Do You Get To Pick Your Own Community Online?
from the seems-odd dept
While there’s been all this talk lately about online openness and connecting different offerings around a larger “community” (which is yes, both overhyped and misleading), it appears that one of the biggest and earliest “community” plays wants no part of it all. Earlier this year we wrote about Craigslist’s decision to block out someone who created a multi-location Craigslist search. Recently, Craigslist got attention again for blocking out classified aggregator Oodle from scraping and linking to their posts. Craigslist is trying to explain the situation away by saying that it was really the users at Craigslist themselves who were upset about Oodle scraping Craigslist items. Of course, what’s weird is that there are plenty of other sites that also scrape Craigslist, including Google, and they don’t seem to be complaining about those sites. What does come across, instead, is that Craigslist believes the “community” is on their site only — and they really just don’t care to participate in any wider community. It’s an odd closed view that most people wouldn’t have associated with Craigslist in the past. While Craigslist obviously has the right to do whatever they want, it’s hard to see how these moves benefit them at all. It just makes them look like they don’t play well with others.
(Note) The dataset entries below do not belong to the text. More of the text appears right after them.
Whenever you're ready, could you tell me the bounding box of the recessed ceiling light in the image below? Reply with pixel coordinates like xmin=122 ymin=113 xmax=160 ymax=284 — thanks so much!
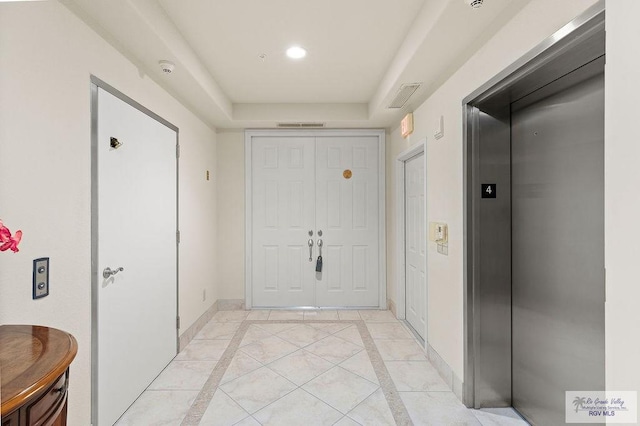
xmin=287 ymin=46 xmax=307 ymax=59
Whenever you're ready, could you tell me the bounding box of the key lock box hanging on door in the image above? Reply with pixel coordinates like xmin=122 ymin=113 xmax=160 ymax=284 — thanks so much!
xmin=308 ymin=230 xmax=322 ymax=272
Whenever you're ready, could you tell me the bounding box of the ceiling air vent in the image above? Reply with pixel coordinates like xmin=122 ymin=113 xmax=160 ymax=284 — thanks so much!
xmin=387 ymin=83 xmax=422 ymax=109
xmin=277 ymin=123 xmax=324 ymax=129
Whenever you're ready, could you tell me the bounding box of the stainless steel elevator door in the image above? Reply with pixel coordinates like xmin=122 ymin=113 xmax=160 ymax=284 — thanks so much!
xmin=511 ymin=68 xmax=605 ymax=425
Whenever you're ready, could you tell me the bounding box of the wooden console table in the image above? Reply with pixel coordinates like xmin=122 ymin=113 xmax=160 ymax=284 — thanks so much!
xmin=0 ymin=325 xmax=78 ymax=426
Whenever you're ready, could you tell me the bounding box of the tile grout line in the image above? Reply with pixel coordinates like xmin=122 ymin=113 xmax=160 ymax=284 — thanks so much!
xmin=181 ymin=321 xmax=251 ymax=426
xmin=356 ymin=321 xmax=413 ymax=426
xmin=181 ymin=319 xmax=413 ymax=426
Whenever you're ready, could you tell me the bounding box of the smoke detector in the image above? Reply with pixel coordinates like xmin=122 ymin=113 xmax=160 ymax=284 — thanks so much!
xmin=158 ymin=61 xmax=176 ymax=74
xmin=464 ymin=0 xmax=484 ymax=9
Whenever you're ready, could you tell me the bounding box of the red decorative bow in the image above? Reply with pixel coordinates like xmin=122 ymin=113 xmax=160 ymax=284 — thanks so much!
xmin=0 ymin=220 xmax=22 ymax=253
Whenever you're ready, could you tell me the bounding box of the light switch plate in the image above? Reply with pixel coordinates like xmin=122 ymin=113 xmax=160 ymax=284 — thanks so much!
xmin=33 ymin=257 xmax=49 ymax=300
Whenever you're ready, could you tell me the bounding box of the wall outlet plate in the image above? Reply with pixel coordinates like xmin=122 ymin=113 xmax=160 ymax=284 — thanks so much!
xmin=33 ymin=257 xmax=49 ymax=300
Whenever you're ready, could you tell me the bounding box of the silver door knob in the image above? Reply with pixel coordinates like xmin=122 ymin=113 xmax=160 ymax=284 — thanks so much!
xmin=307 ymin=238 xmax=313 ymax=262
xmin=102 ymin=266 xmax=124 ymax=279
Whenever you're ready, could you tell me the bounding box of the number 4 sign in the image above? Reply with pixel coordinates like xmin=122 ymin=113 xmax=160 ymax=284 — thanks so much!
xmin=482 ymin=183 xmax=496 ymax=198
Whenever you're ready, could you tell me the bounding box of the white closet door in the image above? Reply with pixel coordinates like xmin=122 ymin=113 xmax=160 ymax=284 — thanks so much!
xmin=404 ymin=154 xmax=427 ymax=338
xmin=94 ymin=89 xmax=177 ymax=426
xmin=251 ymin=137 xmax=315 ymax=307
xmin=315 ymin=136 xmax=380 ymax=307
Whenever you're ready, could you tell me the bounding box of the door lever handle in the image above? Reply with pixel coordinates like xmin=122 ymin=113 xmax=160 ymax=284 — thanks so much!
xmin=102 ymin=266 xmax=124 ymax=279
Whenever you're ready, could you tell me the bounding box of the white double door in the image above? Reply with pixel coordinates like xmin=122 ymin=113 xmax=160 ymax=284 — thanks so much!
xmin=248 ymin=136 xmax=384 ymax=307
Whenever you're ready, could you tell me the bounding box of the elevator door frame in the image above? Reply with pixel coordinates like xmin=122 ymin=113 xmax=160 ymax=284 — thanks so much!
xmin=462 ymin=0 xmax=605 ymax=408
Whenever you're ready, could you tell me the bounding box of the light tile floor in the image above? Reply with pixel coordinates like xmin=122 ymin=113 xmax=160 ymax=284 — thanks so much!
xmin=117 ymin=310 xmax=527 ymax=426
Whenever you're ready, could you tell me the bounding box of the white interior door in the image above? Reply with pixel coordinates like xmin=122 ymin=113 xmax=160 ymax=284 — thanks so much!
xmin=404 ymin=153 xmax=427 ymax=339
xmin=247 ymin=131 xmax=384 ymax=307
xmin=315 ymin=136 xmax=380 ymax=307
xmin=251 ymin=137 xmax=315 ymax=307
xmin=94 ymin=88 xmax=177 ymax=426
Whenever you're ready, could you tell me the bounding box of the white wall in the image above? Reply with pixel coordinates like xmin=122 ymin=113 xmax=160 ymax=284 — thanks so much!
xmin=0 ymin=1 xmax=217 ymax=425
xmin=605 ymin=0 xmax=640 ymax=406
xmin=387 ymin=0 xmax=595 ymax=379
xmin=216 ymin=130 xmax=245 ymax=300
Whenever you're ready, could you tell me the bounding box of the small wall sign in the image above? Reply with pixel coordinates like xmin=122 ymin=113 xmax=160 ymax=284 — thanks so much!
xmin=482 ymin=183 xmax=496 ymax=198
xmin=400 ymin=112 xmax=413 ymax=138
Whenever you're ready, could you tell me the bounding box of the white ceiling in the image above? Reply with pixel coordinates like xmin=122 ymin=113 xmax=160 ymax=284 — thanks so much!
xmin=61 ymin=0 xmax=530 ymax=128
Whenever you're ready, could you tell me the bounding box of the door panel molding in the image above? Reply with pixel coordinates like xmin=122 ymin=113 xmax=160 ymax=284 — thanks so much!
xmin=245 ymin=129 xmax=387 ymax=309
xmin=396 ymin=138 xmax=429 ymax=347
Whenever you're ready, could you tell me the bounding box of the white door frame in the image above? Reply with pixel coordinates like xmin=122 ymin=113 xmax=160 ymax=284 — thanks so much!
xmin=90 ymin=75 xmax=180 ymax=425
xmin=396 ymin=138 xmax=429 ymax=347
xmin=244 ymin=129 xmax=387 ymax=309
Comments on “Do You Get To Pick Your Own Community Online?”
CL users
it’s absolutely true about the CL community – they get very irritated when they find their ads on any other sites besides CL. We were doing some scraping / linking on a very small scale and got dozens of very angry complaints about it before we called it off.
people expect to find their stuff on google – its a search engine. they don’t expect to find it on unoriginal “aggregator” sites like oodle that are trying to pass the content off as their own.